An 18-year-old named Havana returns to England from the US to find out about her father, Tom, killed by the police during a left demonstration in the 1960s. She wants simply the truth. But as the plot unfolds she discovers several versions of the man who died: a political hero, an insouciant visionary, a man consumed by personal anger, a mean lover, a man who invited martyrdom.
In the search, Havana becomes deeply involved with her father’s best friend, Barry, who had loved her mother and carries a painful secret he is loathe to reveal.
Tony Garnett writes about love with a tenderness touched by gentle irony, moving between male and female characters with perceptive insight. Marine Ices can be read as a page-turning personal story, yet it also contains, concertina-like, other meanings.

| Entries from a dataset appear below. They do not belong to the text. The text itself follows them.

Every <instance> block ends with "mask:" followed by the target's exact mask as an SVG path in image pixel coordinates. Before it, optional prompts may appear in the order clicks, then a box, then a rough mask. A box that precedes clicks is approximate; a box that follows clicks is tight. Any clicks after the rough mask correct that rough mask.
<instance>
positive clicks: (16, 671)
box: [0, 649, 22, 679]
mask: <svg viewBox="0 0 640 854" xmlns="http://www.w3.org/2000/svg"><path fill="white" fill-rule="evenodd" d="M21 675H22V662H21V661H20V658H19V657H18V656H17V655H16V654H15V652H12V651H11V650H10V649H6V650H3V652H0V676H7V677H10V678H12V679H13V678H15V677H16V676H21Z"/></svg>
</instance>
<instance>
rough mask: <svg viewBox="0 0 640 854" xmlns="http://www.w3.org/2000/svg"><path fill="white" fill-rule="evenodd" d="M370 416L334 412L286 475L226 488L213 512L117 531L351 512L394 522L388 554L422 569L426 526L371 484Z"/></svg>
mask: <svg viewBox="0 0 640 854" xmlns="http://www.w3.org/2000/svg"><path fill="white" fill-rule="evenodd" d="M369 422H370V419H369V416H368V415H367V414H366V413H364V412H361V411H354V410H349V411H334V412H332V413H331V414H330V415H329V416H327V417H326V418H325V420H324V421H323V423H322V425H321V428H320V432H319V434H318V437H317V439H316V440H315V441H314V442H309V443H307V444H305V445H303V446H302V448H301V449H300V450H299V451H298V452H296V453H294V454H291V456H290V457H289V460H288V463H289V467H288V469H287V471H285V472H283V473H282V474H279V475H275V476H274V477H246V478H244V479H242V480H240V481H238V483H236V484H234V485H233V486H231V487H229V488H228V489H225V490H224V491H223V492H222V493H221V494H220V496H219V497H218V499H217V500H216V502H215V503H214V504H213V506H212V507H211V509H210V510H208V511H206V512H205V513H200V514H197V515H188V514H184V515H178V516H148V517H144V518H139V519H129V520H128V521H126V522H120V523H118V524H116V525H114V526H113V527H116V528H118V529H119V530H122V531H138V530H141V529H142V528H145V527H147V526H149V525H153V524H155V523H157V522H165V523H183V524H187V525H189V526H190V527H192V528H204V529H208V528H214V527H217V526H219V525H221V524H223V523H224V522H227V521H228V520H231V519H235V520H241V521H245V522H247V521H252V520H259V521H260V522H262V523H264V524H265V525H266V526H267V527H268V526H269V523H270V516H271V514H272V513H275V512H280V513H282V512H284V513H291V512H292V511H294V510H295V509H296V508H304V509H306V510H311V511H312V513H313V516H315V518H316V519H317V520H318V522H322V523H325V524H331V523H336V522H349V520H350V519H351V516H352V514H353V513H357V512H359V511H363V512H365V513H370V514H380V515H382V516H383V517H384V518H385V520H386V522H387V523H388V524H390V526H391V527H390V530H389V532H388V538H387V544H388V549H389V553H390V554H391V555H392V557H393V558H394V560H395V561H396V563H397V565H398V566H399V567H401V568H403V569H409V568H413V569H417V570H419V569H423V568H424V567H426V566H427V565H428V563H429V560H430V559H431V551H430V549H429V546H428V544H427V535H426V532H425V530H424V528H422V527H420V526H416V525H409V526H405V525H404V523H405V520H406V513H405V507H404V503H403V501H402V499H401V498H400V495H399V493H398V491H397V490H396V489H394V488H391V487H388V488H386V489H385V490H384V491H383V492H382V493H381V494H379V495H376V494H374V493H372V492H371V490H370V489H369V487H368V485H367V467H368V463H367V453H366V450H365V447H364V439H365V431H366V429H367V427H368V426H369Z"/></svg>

Set initially in the 1980s, during the long and bitter miners’ strike, it backtracks to the 1960s and then fast-forwards to a Climate Camp in the 2000s. Havana’s father Tom had been a Trotskyist; her son Tom becomes an environmental activist. In showing how patterns are reproduced and repeated, Garnett explores how generations fail to communicate, both within families and in political movements. Applying his skills as a veteran communicator through popular films and TV dramas, Garnett eschews any overt message, weaving this closely into the storyline.
Rejecting the easy option of caricaturing intense political engagement, Garnett treats commitment with an unwavering respect. Yet equally he insists on space for questioning and intimates the need for a left politics that can look outwards from more than one perspective.
The plot of Marine Ices skilfully twists and turns, making you want to read on. But the tension that animates the book is really the question of whether it is possible for political conviction and humane comprehension to ride in tandem. Garnett does not tell us his own view, but the urgency of his quest to combine the two is crucial to Havana’s enquiry into her heritage.